Frankfurter Varianten und Bremer Schlussoffensive
Bei der Eintracht hatte Nicolai Müller für Tawatha als neuen Linksverteidiger das Feld verlassen müssen. In der Folge übernahm Gacinovic aber nicht konstant die rechte Außenbahn, sondern blieb manchmal auch zentraler, wenn sich dafür Haller weiter nach außen begab. Das enthob Torró von der Notwendigkeit der weiten Herausrückbewegungen und sorgte potentiell wiederum für leitende Effekte zur rechten Bremer Seite, wohin abwechselnd Gacinovic oder Haller nachpressen konnten und dort teilweise vom herausrückenden Kostic ergänzt wurden. So gelang es den Gastgebern immer mal wieder, in dieser Zone noch Druck auf die Bremer auszuüben. Insgesamt machte es Frankfurt in dieser Phase in Unterzahl wirklich gut, blieb mit viel Laufaufwand und gutem Nachrückverhalten lange Zeit beinahe ebenbürtig im Spiel.
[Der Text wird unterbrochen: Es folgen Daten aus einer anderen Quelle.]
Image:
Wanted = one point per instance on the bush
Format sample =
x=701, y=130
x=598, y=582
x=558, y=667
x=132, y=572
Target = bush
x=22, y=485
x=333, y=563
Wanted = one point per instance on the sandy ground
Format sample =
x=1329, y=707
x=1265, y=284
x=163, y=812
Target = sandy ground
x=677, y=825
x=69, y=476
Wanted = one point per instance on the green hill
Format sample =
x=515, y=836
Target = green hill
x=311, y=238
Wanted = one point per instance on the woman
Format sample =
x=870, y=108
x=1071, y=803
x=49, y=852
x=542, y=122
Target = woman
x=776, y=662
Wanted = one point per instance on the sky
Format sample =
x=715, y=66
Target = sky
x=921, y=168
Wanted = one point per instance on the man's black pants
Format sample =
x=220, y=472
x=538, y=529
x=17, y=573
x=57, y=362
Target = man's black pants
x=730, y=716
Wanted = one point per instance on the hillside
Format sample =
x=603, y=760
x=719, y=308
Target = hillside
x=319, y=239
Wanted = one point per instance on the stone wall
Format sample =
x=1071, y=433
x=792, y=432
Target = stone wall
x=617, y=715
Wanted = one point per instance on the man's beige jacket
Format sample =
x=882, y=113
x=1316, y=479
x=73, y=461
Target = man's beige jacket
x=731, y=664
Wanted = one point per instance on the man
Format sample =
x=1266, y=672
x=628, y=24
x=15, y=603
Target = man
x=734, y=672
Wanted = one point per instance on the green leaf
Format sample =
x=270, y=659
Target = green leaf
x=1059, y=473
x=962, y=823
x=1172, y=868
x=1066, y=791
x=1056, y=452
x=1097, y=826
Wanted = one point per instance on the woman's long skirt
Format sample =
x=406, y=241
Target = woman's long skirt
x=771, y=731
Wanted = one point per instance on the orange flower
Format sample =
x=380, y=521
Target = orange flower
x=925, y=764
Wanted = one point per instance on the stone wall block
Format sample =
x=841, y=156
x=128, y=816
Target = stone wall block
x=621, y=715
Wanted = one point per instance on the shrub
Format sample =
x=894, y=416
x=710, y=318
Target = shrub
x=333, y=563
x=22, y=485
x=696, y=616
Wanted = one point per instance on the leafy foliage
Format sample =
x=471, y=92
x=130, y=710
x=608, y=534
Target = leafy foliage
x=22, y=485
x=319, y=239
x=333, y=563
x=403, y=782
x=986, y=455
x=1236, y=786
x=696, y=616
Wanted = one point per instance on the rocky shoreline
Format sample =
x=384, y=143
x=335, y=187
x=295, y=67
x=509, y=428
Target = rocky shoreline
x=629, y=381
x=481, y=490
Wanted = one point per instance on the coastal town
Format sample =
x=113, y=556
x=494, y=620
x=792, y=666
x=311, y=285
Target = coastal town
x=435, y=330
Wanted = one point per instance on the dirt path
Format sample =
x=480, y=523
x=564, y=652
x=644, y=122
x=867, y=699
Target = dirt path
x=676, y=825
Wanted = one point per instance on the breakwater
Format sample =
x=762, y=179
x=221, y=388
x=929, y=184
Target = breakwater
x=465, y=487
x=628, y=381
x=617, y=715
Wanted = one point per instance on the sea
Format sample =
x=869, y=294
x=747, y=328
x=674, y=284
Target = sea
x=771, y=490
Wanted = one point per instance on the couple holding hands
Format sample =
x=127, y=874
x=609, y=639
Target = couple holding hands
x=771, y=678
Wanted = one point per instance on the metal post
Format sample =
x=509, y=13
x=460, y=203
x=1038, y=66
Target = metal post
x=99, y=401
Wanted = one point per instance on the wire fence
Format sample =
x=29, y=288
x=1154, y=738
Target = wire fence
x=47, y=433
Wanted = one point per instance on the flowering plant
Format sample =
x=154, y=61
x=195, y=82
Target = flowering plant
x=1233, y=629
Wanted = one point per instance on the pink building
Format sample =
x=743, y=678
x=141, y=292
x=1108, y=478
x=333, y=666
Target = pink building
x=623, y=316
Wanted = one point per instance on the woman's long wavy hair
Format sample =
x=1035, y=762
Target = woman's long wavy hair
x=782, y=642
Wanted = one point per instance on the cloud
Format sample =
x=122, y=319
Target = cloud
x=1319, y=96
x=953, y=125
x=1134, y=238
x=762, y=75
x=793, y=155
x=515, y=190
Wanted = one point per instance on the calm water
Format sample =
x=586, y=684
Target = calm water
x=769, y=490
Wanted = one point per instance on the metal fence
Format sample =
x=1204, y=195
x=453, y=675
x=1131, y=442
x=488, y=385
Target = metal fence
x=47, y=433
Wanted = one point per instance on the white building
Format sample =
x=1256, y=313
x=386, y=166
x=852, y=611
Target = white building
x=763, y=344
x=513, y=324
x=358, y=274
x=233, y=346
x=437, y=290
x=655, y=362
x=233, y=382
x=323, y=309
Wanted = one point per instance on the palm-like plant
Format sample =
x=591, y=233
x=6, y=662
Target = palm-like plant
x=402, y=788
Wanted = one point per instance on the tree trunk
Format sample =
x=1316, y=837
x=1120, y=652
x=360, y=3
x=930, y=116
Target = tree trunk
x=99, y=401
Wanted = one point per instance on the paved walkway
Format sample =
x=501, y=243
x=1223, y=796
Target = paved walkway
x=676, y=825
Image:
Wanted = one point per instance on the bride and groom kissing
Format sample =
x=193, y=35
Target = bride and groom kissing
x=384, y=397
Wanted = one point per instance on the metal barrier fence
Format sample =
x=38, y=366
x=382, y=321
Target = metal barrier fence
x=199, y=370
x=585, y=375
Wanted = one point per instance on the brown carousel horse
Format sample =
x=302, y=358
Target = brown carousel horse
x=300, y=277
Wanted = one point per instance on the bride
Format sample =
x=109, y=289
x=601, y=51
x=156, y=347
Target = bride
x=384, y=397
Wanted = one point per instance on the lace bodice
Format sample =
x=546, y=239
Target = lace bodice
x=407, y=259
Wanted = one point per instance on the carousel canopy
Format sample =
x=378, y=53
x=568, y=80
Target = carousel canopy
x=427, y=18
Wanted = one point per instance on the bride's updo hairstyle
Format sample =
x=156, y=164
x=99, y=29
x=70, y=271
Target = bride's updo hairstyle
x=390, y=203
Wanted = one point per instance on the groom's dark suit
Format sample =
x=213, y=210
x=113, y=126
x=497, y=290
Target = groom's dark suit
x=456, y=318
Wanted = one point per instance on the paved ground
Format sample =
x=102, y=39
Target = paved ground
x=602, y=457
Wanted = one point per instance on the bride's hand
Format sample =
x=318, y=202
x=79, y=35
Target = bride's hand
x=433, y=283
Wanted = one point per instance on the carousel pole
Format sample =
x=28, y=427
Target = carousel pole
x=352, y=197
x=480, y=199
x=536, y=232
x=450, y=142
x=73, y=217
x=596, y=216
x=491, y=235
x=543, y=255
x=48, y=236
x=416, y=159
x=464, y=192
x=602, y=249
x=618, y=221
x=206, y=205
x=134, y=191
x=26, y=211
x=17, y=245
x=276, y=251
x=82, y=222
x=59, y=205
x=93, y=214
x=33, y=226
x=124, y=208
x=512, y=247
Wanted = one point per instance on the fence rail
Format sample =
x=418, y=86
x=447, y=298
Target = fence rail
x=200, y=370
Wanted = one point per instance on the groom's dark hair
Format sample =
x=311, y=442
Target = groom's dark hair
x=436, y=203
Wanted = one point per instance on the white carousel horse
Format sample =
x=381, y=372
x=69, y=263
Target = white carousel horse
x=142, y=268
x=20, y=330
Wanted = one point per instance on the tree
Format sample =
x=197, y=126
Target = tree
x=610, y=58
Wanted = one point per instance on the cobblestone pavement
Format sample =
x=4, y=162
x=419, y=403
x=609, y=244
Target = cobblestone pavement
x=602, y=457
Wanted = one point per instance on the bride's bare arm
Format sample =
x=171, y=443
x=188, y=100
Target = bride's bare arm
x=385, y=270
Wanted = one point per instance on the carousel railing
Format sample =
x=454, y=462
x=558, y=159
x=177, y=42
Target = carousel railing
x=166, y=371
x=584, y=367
Ab den letzten etwa 20 Minuten konnte Bremen dann den Druck nochmal steigern und endgültig die Dominanz über den Ball an sich reißen. Aus dem Mittelfeld kippte Eggestein etwas häufiger nach rechts heraus, um mit anzukurbeln. Die Außenverteidiger rückten wieder weiter auf und drückten Frankfurt zurück. Liefen sie sich kurz nach hinten frei, folgte sofort eine Anschlussrochade eines Kollegen diagonal aus dem Zentrum nach außen, teilweise im Durchlauf von der anderen Seite. Dahinter rückten die Innenverteidiger mit Ball ebenfalls weiter vor. Insbesondere dies trug dazu bei, dass die schon zuvor eigentlich guten Zwischenraumpositionierungen nunmehr auch konstant und forciert aus zentralen Räumen heraus angespielt werden konnten. Dies tat Bremen in der Schlussphase: Mit Rashica anstelle von Bargfrede kam für die letzten Minuten ein zusätzlicher Offensivakteur, der genau aus diesen Zonen noch einen späten Freistoß herausholte, den er selbst versenkte.
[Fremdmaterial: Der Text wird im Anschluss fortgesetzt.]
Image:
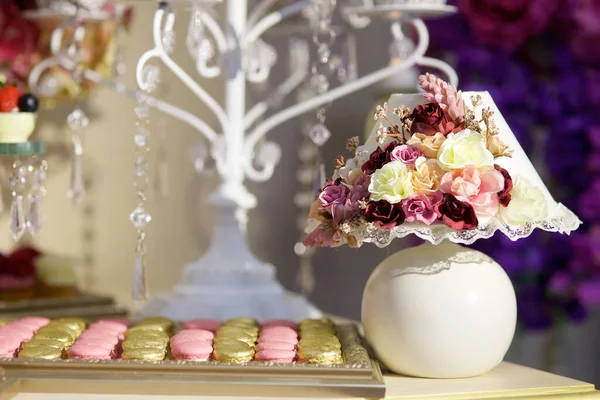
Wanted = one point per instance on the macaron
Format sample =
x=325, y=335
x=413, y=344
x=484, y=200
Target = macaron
x=196, y=350
x=275, y=346
x=109, y=325
x=34, y=321
x=107, y=343
x=35, y=342
x=144, y=355
x=279, y=322
x=207, y=324
x=197, y=333
x=41, y=353
x=280, y=356
x=84, y=351
x=121, y=321
x=21, y=332
x=113, y=339
x=276, y=338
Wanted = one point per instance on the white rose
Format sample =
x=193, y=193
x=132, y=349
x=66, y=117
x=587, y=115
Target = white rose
x=462, y=149
x=393, y=182
x=527, y=204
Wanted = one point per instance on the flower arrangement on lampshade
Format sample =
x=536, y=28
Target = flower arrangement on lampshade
x=438, y=173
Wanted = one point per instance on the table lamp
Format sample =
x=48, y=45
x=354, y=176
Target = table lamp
x=445, y=166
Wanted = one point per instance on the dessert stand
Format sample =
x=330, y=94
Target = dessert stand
x=237, y=145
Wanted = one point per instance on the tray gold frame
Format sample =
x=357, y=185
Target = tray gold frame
x=359, y=376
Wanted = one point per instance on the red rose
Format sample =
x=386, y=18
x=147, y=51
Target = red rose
x=377, y=159
x=504, y=196
x=456, y=214
x=430, y=119
x=384, y=214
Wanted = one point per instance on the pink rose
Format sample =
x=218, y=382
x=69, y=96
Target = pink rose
x=479, y=189
x=406, y=154
x=507, y=23
x=422, y=208
x=334, y=194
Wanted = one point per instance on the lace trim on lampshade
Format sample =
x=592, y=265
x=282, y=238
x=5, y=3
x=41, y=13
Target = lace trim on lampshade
x=562, y=220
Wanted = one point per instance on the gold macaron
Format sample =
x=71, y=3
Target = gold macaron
x=58, y=329
x=41, y=353
x=37, y=342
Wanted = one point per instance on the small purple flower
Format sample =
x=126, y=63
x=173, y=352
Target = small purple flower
x=406, y=154
x=332, y=195
x=420, y=208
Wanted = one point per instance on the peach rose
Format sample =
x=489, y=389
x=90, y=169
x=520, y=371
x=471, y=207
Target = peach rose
x=429, y=145
x=478, y=188
x=426, y=176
4 Kommentare Alle anzeigen
SV.de-Laser 4. September 2018 um 10:19
Ich nehme an, es wird keine Kolumne mehr geben von TE?
tobit 5. September 2018 um 13:25
Schätze nicht. Die letzte war ja meine ich von November oder so. Finde ich auch sehr schade, weil es immer ein guter Augangspunkt für alle möglichen Diskussionen war.
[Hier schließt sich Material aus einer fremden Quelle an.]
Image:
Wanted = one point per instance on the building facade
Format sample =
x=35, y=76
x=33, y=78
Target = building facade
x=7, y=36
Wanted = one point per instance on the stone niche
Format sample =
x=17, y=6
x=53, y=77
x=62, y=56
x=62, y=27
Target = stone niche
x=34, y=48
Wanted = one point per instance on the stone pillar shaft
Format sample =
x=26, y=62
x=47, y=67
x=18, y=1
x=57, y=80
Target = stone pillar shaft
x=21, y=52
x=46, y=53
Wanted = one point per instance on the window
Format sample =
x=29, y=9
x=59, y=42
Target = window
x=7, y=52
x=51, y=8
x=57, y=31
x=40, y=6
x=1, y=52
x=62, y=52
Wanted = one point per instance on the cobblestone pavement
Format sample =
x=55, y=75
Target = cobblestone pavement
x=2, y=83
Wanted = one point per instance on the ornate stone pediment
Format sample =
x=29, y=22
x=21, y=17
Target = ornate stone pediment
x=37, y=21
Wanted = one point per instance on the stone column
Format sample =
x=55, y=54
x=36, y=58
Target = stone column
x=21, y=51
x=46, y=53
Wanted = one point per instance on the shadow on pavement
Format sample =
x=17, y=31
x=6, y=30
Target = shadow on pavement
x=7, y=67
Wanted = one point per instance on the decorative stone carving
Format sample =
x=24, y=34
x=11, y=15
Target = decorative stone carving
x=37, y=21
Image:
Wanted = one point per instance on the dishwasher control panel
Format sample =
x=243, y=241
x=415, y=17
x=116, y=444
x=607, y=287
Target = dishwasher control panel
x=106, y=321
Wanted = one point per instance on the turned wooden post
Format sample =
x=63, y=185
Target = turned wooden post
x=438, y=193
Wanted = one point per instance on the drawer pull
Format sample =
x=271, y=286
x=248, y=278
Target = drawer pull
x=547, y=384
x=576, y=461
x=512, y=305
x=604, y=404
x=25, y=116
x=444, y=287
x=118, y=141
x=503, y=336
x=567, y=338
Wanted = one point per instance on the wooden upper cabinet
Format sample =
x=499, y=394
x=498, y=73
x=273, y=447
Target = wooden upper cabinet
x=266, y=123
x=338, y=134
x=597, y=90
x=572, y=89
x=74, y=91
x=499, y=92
MFR 3. September 2018 um 08:31
Ich fande Klaasen nicht besonders präsent – das hing sicher auch mit der beschriebenen Rolle zusammen. Ich bin gespannt, ob Kohfeldt seine (Klaasens) Rolle demächst noch etwas anpasst, um seine Stärken noch besser zu nutzen.
Ebenso spannend wird es sein, wie Sahin eingebunden wird. 6er als Alternative zu Bargfrede? Oder 8er?
tobit 3. September 2018 um 09:23
Sahin ist denke ich als Sechser eingeplant. Auf der Acht (gerade, wenn sie so hoch interpretiert wird wie am Samstag – einer der Gründe für Klaassens geringe Präsenz) finde ich ihn aufgrund seiner nicht vorhandenen Dynamik, seiner Neigung zum (übermäßigen) Abkippen sowie seinen Schwächen im 360°-Spiel (Umblickverhalten, Freilaufen, Raumbesetzung) und in engen Räumen nicht so stark (bzw. man müsste ihm eine sehr spezielle Rolle schaffen). Grundsätzlich könnte ich ihn mir auch mit Bargfrede zusammen als Doppelsechs vorstellen, wenn man viel Ballbesitz hat und Sahin so Zeit hat nach seinem Abkippen an den 16er nachzurücken (und beide mal länger gemeinsam fit sind).